Lives and livelihoods in Zimbabwe have been lost and disrupted way before Itai Dzamara spoke up in Market Square. Before Evan Mawarire spoke up, and this scourge continues today and try as they may to silence us, the objectors’ voices will continue to raise alarm at such apparent abuses. Before even Stern Zvorwadza became famous over his one-man demonstration and later became infamous for endorsing you all know who, hahaha. The conscious Media houses will not and cannot be silenced, even when some choose to bury their heads in the sand and are paid to be partisan in reportage, singing Her Majesty’s praises while the threat of Covid-19 lurks in the background.
We shall speak up against this dark cloud that has enveloped the nation, where the Rural Party’s and Herod’s bootlickers ‘live’ and the rest merely exist as an inconvenience to them. When Scarfmore once chanted ad nauseum, “The voice of the people is the voice of God”, who knew his empathy was merely crocodilian?
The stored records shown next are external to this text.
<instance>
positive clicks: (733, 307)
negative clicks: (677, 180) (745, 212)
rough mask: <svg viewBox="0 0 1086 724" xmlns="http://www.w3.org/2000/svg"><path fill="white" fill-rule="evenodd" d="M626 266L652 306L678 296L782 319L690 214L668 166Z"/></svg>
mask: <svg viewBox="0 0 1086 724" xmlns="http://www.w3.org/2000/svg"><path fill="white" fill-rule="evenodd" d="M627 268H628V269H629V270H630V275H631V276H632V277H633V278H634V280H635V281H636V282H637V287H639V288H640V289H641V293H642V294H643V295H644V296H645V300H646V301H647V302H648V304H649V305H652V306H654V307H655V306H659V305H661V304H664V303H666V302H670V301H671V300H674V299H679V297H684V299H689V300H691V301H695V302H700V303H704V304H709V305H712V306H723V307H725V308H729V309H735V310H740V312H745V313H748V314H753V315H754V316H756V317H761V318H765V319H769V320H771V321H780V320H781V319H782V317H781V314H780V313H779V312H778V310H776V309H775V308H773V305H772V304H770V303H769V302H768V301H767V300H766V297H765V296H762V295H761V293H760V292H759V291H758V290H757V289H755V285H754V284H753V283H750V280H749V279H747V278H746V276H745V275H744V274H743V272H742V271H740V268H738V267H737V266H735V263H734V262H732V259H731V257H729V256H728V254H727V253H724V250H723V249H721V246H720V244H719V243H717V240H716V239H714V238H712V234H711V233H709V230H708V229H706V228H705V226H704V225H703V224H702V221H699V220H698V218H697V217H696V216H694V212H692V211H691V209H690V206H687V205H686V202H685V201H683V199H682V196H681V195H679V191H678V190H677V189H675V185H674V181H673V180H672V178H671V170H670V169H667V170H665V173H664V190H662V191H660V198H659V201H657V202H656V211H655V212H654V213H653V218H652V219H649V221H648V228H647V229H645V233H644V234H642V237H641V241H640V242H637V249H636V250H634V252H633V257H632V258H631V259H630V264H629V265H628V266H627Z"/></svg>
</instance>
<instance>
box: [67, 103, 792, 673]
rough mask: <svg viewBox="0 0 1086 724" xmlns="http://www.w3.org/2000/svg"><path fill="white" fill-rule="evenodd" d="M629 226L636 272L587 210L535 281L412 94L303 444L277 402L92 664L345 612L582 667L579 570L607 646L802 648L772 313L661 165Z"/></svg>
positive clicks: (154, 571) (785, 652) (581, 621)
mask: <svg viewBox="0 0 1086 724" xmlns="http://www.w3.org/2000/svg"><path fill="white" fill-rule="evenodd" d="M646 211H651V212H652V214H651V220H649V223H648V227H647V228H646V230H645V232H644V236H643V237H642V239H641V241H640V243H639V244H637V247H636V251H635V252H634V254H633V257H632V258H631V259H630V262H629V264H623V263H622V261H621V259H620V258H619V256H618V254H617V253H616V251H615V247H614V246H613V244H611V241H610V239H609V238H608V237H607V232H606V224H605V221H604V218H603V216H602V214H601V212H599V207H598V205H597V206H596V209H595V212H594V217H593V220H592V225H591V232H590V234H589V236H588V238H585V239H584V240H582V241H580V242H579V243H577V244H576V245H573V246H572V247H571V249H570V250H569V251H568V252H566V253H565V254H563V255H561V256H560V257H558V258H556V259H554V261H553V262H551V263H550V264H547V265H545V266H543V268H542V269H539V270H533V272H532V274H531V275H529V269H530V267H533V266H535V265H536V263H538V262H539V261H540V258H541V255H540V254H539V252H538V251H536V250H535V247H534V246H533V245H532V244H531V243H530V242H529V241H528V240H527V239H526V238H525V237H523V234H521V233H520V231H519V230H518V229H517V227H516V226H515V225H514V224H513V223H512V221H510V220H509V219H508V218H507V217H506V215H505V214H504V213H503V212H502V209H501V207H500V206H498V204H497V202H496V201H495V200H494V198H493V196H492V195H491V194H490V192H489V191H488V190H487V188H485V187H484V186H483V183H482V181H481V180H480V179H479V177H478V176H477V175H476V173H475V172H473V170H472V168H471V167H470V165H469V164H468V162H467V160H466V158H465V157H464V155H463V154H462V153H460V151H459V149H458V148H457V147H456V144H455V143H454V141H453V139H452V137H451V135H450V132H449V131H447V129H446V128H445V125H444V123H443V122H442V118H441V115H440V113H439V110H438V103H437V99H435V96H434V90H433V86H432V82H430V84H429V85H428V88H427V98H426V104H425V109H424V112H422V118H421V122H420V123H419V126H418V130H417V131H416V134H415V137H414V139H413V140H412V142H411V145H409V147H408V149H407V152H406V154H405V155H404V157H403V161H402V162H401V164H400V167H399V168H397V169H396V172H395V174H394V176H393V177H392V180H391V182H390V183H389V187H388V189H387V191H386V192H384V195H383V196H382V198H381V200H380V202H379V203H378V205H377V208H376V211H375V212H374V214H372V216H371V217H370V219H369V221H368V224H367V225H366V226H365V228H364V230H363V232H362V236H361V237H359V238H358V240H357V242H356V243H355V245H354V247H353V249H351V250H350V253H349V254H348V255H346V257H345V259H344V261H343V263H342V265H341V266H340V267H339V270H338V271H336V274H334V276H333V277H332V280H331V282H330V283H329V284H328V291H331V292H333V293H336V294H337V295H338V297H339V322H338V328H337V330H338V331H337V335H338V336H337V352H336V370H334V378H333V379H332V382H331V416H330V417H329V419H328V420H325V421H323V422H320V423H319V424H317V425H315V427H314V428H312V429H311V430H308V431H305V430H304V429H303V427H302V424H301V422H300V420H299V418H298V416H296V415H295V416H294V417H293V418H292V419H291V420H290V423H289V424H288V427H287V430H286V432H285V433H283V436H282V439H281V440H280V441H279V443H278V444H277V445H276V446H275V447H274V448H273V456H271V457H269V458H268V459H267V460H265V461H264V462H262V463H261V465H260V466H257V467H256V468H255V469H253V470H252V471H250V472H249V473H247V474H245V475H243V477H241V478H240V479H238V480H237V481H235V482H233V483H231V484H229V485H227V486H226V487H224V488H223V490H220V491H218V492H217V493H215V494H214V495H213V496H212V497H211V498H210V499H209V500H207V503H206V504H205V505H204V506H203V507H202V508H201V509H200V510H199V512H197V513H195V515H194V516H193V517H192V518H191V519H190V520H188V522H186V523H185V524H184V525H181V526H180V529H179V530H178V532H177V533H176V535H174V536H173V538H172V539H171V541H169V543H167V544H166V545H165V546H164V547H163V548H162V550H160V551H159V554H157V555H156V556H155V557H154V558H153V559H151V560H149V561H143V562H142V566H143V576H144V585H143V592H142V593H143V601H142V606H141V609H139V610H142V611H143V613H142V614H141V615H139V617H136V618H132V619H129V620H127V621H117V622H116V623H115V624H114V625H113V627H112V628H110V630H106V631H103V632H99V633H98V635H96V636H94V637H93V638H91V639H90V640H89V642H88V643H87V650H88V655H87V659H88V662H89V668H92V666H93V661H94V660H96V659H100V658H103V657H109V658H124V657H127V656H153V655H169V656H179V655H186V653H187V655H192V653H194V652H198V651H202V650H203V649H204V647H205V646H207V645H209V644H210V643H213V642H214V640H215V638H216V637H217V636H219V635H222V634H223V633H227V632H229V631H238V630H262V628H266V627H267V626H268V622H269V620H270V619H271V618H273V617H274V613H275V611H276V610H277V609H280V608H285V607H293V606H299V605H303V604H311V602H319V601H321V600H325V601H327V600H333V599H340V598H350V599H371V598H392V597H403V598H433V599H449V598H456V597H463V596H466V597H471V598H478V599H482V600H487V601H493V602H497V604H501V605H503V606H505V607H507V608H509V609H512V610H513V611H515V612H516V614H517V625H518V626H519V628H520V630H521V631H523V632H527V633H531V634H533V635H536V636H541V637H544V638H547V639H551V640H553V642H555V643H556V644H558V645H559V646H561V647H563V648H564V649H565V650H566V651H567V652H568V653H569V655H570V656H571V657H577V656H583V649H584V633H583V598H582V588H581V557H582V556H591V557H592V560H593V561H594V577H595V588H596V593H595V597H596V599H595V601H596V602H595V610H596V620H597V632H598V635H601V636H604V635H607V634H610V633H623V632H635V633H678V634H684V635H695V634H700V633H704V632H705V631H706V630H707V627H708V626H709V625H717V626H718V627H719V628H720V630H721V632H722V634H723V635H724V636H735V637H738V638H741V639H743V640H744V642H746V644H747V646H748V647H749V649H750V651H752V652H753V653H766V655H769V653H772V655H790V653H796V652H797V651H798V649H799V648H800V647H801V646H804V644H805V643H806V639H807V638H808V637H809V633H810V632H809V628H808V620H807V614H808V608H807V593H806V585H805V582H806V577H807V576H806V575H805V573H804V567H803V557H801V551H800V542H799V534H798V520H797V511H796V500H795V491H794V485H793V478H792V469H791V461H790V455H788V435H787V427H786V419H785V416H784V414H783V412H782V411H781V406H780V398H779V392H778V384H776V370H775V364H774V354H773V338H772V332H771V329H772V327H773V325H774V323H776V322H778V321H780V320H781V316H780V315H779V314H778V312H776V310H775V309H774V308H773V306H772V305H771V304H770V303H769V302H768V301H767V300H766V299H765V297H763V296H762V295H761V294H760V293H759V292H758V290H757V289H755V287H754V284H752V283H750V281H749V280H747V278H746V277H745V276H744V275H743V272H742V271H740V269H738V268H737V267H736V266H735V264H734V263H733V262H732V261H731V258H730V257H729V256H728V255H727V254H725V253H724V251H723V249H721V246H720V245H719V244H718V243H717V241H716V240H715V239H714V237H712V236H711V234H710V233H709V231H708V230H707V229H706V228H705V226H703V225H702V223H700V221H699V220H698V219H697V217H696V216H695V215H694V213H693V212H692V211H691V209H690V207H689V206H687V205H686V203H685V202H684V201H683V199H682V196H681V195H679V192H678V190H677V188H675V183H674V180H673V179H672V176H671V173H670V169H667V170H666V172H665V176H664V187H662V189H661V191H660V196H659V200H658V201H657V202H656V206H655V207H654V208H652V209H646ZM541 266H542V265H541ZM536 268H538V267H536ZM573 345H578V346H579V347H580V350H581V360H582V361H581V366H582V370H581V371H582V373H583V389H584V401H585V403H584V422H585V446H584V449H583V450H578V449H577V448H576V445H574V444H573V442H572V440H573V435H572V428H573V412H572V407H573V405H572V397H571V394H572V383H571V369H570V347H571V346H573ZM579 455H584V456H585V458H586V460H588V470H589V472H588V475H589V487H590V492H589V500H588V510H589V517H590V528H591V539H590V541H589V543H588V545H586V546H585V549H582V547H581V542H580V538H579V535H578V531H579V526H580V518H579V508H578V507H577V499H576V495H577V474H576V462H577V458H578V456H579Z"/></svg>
Covid-19 or not, hunger is a real threat and asking Zimbabweans to adhere to lockdowns, and brutally enforcing them without offering realistic alternatives, is not only heartless but also evil. All we are sanding is that the government carries out its mandate and realise that all Zimbabweans’ lives matter!
I have a burning question one which is common nesu vari analogue. It’s on uya Mahere nauyu Chiremba. Tell me more. Kunzwa ndinonzwa asi handinzwisisi zvirikuitika. Chiremba varikubhadhara roora paTwitter here or…agh shuwa I don’t understand a thing. Ok, ko vaonana kwacho vachadii, will recreation of human kind take charge immediately or chiremba vakungonoputiswa homwe? Help me understand fellow Cdes!